In vitro fertilization (IVF) is a complex series of procedures used to help with fertility or prevent genetic problems and assist with the conception of a child.
During IVF, mature eggs are collected (retrieved) from ovaries and fertilized by sperm in a lab. Then the fertilized egg (embryo) or eggs (embryos) are transferred to a uterus. One full cycle of IVF takes about three weeks. Sometimes these steps are split into different parts and the process can take longer.
IVF is the most effective form of assisted reproductive technology. The procedure can be done using your own eggs and your partner’s sperm. Or IVF may involve eggs, sperm or embryos from a known or anonymous donor. In some cases, a gestational carrier — a woman who has an embryo implanted in her uterus — might be used.

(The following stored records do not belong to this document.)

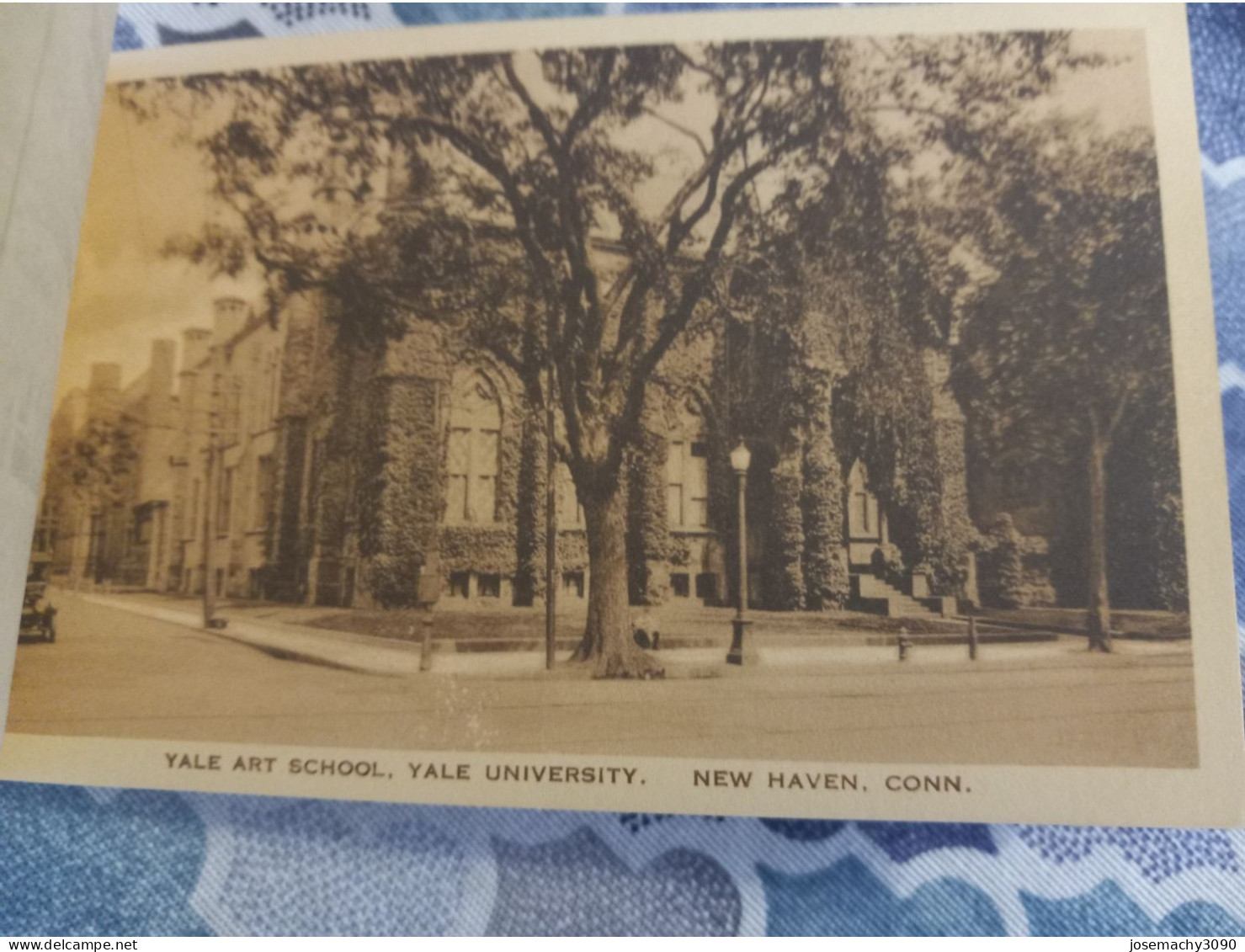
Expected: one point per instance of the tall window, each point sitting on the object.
(224, 509)
(863, 517)
(264, 484)
(688, 473)
(571, 513)
(193, 530)
(472, 458)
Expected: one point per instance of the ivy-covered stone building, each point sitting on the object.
(343, 471)
(423, 455)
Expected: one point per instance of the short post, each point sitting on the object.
(428, 591)
(426, 641)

Your chances of having a healthy baby using IVF depend on many factors, such as your age and the cause of infertility. In addition, IVF can be time-consuming, expensive and invasive. If more than one embryo is transferred to your uterus, IVF can result in a pregnancy with more than one fetus (multiple pregnancy).
Your doctor can help you understand how IVF works, the potential risks and whether this method of treating infertility is right for you.
Why it’s done
In vitro fertilization (IVF) is a treatment for infertility or genetic problems. If IVF is performed to treat infertility, you and your partner might be able to try less-invasive treatment options before attempting IVF, including fertility drugs to increase production of eggs or intrauterine insemination — a procedure in which sperm are placed directly in your uterus near the time of ovulation.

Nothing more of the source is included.